Why did the chicken cross the road? To get to the other side.

Everyone text/call Mrs. Butt Hemingworth for a free pint of her delicious marmalade! Serious inquirers only. 832 704 1331

Oh, go away

What's the difference between a duck and a popsicle? I don't shit on hamsters.

Your mother is so slutty that she seduced me while I was drunk. I'm so sorry.

Hej Erik och Leo!!

Why can't Helen Keller drive? Because she's dead.

A woman walked into a bar. She dragged her drunk husband off his stool and left.

Rap. Skate. Smoke.

What come after 69? Time for you to get a watch

Q: What did the horse say to the other horse? A: Nothing, Horses are incapable of making verbal communication therefore they cant speak to each other.

Jesus, Mohammed, and Moses all walk into a bar.
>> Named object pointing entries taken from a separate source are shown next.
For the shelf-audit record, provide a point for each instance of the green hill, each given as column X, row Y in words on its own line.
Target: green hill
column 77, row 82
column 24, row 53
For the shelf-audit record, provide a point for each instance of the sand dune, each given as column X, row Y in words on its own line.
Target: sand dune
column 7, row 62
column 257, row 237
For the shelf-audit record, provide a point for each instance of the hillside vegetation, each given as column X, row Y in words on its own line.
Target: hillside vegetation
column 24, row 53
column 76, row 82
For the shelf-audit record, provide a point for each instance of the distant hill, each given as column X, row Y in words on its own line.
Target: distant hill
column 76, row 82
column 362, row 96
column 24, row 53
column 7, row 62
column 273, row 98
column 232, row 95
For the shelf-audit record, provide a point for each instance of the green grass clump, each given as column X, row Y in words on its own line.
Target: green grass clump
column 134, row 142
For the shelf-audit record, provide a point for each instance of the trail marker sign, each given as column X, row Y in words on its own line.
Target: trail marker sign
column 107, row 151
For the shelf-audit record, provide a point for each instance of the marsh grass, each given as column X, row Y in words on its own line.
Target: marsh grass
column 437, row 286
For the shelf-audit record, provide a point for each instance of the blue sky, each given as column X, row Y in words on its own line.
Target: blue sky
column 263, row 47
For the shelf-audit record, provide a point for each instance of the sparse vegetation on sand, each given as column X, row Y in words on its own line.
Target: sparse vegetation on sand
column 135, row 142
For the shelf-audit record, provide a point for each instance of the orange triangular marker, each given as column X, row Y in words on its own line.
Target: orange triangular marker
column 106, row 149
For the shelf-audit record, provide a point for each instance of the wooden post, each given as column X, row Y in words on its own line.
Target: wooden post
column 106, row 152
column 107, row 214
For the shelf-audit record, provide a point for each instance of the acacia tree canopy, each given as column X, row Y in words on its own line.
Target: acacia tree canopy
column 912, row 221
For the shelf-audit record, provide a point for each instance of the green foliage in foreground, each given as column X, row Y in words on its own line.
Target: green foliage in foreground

They sit down at a table and glare at each other before turning to watch the baseball game. They support opposing teams.

What did the Po-Po do to the speeding Mexican? Gave him a ticket.

Why did the chicken cross the road? ... So he didn't get Mono from Janelle.

What's big and green and I gets stuck in your teeth will kill you? A tractor

Two rolls are hanging on a wall..... On falls down and the other ones name is Erwin

Why didn't the skeleton go to his party? Because he used to be alive and was burned to death by an overturned truck carrying chemical's so his family canceled the party to organise the funeral.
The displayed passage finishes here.